Last May, then-EPA Administrator Pruitt convened a PFAS National Leadership Summit and announced that the EPA would take numerous steps to address the PFAS contamination. However, nearly a year later, last week the EPA released their PFAS Management Plan, and appeared not to have made much progress. While Pruitt announced last May that the EPA would initiate steps under the Safe Drinking Water Act to evaluate the need for an MCL, last week the EPA announced that it could take another nine to ten months to issue a formal regulatory determination, which is a necessary step for establishing the formal drinking water standard. Schumer said that even though the EPA said in writing that they intend to set an MCL, they displayed a lack of urgency in addressing the PFAS crisis, and cannot be allowed to do so again.

Schumer has relentlessly to address the PFOA contamination at Hoosick Falls and Petersburgh – and at other PFAS-contaminated locations in New York, like Newburgh and near Gabreski Air Force Base in Suffolk County. In January 2016 Schumer, in a letter to Saint-Gobain Performance Plastics, urged the company to address the contamination at Hoosick Falls. In May of 2016, Schumer pushed the EPA to immediately release its updated drinking water health advisory. Schumer said it was critical to address and remediate the full scope of the contamination and fought to get the critical Superfund designation for Hoosick Falls.

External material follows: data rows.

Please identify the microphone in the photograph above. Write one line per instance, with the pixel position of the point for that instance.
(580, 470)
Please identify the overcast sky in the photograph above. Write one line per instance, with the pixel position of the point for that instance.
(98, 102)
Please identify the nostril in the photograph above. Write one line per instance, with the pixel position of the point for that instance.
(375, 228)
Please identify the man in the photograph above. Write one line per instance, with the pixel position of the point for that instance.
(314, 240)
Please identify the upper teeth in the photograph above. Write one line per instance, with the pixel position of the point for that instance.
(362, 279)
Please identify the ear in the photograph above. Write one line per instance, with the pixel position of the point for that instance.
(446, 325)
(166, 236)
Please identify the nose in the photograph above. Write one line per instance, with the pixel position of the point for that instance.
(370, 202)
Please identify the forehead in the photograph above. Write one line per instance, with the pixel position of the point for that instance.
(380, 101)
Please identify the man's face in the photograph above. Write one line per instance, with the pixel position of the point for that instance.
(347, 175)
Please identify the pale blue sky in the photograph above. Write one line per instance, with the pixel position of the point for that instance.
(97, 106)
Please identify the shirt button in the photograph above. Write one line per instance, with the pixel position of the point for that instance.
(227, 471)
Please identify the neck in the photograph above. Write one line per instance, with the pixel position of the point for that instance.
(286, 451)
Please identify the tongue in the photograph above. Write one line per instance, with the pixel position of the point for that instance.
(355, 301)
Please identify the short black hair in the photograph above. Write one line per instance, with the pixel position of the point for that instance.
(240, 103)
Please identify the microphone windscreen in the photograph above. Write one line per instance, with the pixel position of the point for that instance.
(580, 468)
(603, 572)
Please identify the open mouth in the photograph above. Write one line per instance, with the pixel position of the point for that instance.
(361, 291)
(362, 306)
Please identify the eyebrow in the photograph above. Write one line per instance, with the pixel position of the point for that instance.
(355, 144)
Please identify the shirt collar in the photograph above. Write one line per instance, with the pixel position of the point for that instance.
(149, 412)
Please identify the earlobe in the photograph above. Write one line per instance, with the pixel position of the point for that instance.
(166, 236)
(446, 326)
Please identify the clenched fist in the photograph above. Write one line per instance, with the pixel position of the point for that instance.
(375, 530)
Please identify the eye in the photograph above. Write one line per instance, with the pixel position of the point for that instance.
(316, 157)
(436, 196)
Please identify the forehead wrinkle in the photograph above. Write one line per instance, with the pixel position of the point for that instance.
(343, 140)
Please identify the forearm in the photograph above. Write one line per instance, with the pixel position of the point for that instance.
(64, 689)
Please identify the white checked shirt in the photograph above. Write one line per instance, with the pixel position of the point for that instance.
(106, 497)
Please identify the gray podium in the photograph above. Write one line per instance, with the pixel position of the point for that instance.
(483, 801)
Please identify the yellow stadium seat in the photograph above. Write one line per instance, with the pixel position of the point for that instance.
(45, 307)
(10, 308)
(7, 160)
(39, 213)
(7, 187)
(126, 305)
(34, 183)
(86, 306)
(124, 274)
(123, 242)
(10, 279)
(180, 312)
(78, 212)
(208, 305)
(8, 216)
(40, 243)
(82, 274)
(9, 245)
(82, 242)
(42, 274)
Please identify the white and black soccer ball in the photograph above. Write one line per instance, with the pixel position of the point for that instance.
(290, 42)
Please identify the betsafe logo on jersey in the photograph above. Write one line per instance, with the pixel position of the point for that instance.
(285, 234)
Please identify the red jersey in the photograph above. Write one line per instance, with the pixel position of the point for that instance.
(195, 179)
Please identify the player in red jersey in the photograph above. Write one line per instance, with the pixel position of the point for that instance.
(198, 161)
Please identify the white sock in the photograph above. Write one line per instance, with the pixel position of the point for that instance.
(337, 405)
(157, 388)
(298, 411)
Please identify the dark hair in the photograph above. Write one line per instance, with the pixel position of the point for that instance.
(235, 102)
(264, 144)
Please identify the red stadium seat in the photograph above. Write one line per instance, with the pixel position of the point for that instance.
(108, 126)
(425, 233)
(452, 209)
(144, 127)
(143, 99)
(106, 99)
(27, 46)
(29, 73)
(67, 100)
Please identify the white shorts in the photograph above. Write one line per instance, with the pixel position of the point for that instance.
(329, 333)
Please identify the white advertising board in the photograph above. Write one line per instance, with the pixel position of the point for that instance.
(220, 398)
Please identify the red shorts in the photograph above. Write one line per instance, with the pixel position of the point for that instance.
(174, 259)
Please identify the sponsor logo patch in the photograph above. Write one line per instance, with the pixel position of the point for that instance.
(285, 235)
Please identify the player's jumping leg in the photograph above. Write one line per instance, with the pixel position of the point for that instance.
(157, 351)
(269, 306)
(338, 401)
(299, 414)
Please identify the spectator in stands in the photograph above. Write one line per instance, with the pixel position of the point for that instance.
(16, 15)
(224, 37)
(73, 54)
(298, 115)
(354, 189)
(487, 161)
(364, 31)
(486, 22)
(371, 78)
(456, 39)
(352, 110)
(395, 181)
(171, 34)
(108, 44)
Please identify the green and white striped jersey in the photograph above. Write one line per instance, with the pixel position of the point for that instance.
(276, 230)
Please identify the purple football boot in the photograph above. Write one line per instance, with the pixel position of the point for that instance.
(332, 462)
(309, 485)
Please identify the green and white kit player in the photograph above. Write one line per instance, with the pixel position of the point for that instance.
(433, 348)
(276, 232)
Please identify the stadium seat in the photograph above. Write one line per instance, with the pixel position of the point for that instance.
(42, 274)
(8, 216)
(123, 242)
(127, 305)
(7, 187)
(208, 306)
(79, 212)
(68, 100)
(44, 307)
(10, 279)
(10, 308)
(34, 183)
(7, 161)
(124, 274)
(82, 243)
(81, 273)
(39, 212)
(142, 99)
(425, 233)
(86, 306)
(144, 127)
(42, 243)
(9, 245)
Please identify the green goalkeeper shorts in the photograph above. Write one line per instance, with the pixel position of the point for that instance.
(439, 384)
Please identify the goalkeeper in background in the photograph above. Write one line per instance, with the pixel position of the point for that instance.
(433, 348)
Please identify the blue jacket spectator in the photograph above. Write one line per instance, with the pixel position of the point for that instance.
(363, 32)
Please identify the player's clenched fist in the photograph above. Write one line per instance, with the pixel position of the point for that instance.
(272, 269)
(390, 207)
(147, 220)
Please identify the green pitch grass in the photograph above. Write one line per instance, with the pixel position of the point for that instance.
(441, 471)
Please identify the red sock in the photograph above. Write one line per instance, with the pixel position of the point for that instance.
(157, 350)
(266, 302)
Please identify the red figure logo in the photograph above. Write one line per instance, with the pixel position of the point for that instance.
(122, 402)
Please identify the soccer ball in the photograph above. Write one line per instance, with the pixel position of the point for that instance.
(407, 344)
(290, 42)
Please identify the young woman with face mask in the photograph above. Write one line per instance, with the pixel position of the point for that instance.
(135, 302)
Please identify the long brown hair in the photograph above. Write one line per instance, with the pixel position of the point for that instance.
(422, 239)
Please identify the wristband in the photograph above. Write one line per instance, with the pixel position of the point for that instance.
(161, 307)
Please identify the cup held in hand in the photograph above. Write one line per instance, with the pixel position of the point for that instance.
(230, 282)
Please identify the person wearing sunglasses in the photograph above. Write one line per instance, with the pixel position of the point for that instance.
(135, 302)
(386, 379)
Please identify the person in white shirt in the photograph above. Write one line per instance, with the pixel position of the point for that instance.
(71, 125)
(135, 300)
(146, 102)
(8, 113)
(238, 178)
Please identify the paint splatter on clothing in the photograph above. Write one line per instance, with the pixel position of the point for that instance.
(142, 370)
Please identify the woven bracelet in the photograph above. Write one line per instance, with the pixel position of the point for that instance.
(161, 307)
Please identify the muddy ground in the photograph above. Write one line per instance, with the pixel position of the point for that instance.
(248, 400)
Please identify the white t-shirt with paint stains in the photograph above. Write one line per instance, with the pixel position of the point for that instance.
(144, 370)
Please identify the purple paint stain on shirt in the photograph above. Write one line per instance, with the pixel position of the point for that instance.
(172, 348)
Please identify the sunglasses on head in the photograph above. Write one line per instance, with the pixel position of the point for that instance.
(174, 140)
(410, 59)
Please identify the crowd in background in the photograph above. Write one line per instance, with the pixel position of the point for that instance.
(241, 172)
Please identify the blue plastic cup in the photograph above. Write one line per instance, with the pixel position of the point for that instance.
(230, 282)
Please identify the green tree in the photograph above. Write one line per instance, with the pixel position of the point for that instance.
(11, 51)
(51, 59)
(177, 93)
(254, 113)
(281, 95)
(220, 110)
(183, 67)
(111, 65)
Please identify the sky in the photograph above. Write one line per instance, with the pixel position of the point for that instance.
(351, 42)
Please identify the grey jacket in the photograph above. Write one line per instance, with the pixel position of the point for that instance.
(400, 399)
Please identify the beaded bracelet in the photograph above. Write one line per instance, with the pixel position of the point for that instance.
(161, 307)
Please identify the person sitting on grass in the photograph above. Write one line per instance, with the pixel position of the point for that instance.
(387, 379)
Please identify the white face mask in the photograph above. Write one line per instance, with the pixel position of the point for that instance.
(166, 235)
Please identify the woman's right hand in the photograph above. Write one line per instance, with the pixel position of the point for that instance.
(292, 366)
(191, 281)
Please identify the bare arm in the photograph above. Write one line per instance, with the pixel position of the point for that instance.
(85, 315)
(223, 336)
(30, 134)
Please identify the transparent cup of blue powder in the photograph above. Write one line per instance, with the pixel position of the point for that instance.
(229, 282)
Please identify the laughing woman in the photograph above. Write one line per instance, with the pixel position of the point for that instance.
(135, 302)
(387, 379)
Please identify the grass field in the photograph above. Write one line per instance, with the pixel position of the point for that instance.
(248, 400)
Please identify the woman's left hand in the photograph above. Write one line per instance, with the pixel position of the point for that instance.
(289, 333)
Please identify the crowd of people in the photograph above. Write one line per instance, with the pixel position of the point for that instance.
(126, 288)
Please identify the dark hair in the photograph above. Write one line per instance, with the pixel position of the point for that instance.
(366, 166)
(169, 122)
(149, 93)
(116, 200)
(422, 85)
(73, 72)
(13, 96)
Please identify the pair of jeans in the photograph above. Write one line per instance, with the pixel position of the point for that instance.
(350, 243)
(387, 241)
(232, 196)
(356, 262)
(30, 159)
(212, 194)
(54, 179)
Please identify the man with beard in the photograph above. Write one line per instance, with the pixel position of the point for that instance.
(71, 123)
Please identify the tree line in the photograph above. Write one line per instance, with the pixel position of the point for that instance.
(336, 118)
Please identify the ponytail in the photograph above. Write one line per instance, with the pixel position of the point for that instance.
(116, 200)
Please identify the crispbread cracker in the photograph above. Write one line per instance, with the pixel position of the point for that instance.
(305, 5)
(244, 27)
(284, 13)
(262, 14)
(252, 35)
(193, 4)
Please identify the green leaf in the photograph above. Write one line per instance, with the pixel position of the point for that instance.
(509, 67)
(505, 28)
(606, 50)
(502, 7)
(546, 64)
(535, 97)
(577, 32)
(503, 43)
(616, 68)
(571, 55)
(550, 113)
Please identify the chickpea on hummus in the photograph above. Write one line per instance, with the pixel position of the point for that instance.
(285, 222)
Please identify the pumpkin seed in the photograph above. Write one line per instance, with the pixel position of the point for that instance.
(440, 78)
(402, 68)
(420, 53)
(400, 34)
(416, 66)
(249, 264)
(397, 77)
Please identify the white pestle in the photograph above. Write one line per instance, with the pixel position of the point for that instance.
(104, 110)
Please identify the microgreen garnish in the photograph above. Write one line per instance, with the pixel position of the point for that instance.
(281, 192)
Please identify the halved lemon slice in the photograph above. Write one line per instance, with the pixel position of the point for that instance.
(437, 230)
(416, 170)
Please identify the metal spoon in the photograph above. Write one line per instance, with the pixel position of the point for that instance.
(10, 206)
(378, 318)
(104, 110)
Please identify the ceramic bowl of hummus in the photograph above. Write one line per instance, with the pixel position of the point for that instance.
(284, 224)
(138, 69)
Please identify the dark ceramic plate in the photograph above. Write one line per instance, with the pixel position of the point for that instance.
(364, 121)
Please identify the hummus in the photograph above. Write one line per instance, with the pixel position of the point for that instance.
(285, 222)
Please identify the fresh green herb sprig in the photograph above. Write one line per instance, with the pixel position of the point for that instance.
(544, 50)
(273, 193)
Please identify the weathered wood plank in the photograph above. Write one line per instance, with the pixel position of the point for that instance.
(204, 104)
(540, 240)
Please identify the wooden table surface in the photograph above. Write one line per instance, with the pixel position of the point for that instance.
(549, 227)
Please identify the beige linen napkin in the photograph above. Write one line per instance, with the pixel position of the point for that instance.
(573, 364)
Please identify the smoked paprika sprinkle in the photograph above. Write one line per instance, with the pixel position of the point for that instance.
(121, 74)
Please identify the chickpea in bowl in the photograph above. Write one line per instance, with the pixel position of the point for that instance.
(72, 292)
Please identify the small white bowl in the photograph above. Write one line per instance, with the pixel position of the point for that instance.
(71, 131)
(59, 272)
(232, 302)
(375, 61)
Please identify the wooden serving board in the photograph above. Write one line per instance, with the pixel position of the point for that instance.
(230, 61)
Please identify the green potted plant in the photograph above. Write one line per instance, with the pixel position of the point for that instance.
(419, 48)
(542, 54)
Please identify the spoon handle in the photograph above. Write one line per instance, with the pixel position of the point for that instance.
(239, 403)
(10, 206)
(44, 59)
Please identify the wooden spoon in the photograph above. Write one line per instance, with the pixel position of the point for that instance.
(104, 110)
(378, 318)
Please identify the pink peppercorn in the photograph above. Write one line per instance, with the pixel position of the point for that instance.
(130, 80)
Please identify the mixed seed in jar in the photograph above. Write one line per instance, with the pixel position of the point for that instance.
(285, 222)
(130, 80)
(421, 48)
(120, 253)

Perfluorooctane sulfonate (PFOS) and perfluorooctanoic acid (PFOA) are two types of polyfluoroalkyl substances (PFAS), a group of manufactured chemicals, and are persistent in the environment and resist degradation. These toxic chemicals are often used to manufacture products like fabric protectors, firefighting foam, and stain repellents. They are common primary ingredients in the firefighting foam that was used at Air National Guard bases for training and fire-suppression exercises, according to state regulators. Exposure to PFAS chemicals has been linked to certain cancers and other serious adverse health effects.

A copy of Senator Schumer’s letter below:

Dear Acting Administrator Wheeler:

I write to urge you to make it a top EPA priority to swiftly establish a Maximum Contaminant Level (MCL) under the Safe Drinking Water Act for Perfluorooctanoic acid (PFOA) and Perfluorooctanesulfonic acid (PFOS). While I was pleased by the EPA’s statement in writing last week, that the agency intends to establish an MCL for PFOA and PFOS, given this agency’s recent lack of urgency on protecting the public health, and its lax disposition with regard to policing toxic pollution,, I am deeply concerned by the lack of urgency that the EPA has displayed in its actions addressing the threat of Polyfluoroalkyl Substances (PFAS). Despite then-Administrator Pruitt’s statements at the PFAS National Leadership Summit in May of last year, it appears that little progress has been made. I therefore urge you to act with the urgency that this crisis deserves and to commit to an aggressive timeline in adopting a drinking water standard for these contaminants.

As you are aware, PFAS chemicals are a widespread class of toxic chemicals contaminating drinking water across the nation.  These chemicals have been linked to a number of adverse health effects, including certain types of cancers.  Within the state of New York several communities struggle with drinking water contamination, human exposure, and clean up challenges due to PFOA and PFAS pollution. In delaying an enforceable standard, the EPA will limit the public’s knowledge about their possible exposure to these toxic substances, and hinder cleanup efforts. Our communities cannot continue to wait to understand and comprehensively combat the environmental and health risks they face from PFAS.

Federal drinking water standards are needed to guide policy makers, regulators, and states, as we combat this nationwide challenge.  Federal leadership from the EPA will provide tools to states, tribes, and local communities to secure safe drinking water. I strongly urge you to establish a drinking water standard for PFOA and PFOS as soon as possible. It is imperative the EPA fulfills its mission to protect human health and the environment, from the known dangers of PFAS. Thank you for your attention to this important matter.